Like a returning nightmare, there were once more Kreelan warriors aboard Sato’s ship. The Marines in what was left of the forward section fought tenaciously, but in the end were simply overwhelmed by superior numbers. None of the crew had actually seen one of the enemy before, and had never really expected to up close. Fear was written on their faces as they ran in teams to defend the key passageways leading aft. They didn’t have to worry about defending the main airlocks, as those had been carried away with the forward section when it broke away from the ship. The only airlock left was the auxiliary located aft of engineering.
“How’ll they get in, sir?” one of the women in Sato’s team asked as he led them forward to defend the ship. He had left DeFusco in charge of maneuvering McClaren, with very simple orders: try to catch up with the Kreelan warship, and slam what was left of McClaren into her drives.
“I don’t know,” he told her truthfully. The Kreelan ships were nothing like the massive vessels the Aurora had encountered, and he had no idea what other surprises might be in store. “But they’ll find a way. Listen,” he said, turning to the dozen men and women on his team, “the enemy is tough and extremely well-trained. But they can be killed. We just have to try and-”
He was interrupted by an explosion as the hatch at the end of the passageway disintegrated into white-hot fragments that blew inward toward them. There was a sudden, brief, gust of air down the passageway, and Sato’s ears popped with the change in pressure. Two similar explosions sounded from elsewhere in the forward part of the ship.
“Get ready!” he ordered, and the men and women with him took up positions on the floor and behind the hatch coaming, trying to make themselves into the smallest possible targets as they aimed their rifles at the still-smoking hatchway.
As the smoke cleared, Sato saw a pair of Kreelans worming their way into what looked like a set of transparent membranes, clear
ly some sort of airlock, at the end of the passageway.
“Hold your fire,” he said, a tingle of fear creeping down his spine. He had assumed the Kreelans would use the same advanced technology they had when they boarded the Aurora. But this was nothing more than a simple, if effective, set of membranes that could certainly be pierced or torn by the human weapons.
“Sir?” one of the sailors asked, his finger tensing on the trigger of his assault rifle.

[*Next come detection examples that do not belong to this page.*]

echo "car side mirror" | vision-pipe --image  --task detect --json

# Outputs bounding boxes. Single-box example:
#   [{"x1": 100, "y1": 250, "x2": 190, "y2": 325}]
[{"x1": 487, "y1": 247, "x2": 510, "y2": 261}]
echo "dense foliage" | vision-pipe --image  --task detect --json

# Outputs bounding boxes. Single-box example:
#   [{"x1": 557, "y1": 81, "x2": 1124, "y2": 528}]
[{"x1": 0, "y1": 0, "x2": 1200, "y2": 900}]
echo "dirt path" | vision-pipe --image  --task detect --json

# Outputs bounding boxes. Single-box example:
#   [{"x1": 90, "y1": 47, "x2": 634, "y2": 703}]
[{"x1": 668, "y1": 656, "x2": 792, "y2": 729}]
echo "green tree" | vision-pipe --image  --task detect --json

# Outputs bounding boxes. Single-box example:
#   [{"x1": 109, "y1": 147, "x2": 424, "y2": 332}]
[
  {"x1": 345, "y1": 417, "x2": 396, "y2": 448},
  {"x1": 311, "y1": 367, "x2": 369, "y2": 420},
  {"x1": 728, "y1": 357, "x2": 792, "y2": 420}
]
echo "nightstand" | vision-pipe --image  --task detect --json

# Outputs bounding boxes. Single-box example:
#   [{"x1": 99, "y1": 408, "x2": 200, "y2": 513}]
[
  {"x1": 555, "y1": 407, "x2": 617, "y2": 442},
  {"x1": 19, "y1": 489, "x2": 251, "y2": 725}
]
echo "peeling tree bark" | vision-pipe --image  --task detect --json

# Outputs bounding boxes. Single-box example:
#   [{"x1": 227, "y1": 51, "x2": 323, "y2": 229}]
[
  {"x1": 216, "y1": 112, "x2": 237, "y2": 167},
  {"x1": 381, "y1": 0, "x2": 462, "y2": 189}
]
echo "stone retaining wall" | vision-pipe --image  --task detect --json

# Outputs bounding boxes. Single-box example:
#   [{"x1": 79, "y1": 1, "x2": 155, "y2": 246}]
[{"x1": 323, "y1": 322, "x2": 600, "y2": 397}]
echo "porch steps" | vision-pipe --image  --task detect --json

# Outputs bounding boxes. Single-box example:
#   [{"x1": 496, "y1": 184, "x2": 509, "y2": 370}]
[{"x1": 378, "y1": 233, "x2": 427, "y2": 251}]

“If we fire and damage that thing they’re coming through, we’re dead,” Sato told him as he got to his feet. “None of us have vacuum suits.”
As if to punctuate his warning, they could hear the staccato firing of several assault rifles, followed by a hollow whoomp as a grenade went off in one of the other passageways. That was followed by the shriek of air venting into space, one of the sounds that spacefaring sailors feared as much as fire. The screams of the crewmen as they were blown out of the ship were muted by the intervening compartments, but tore through his heart nonetheless.
“Get back,” he told the others as he turned and quickly led them back down the passageway as the Kreelans stripped out of their vacuum suits. Their eyes were fixed on the humans, but otherwise they were not yet prepared to attack. They know the score, too, Sato thought. “Let them come,” he said. “Once they’re out of their suits, we’re on even ground.”
“If you say so, sir,” one of the enlisted men said dubiously as he followed Sato through the hatch, closing it behind him as more alien warriors made their way through the airlock.
* * *
Gunny Ruiz grimaced in pain as he blasted yet another Kreelan out of his path. He had been hit with one of the flying weapons the enemy used: one of the blades was embedded in the thick pectoral muscles of his chest. His suit was leaking air, but he figured he’d have enough to finish the job before he asphyxiated.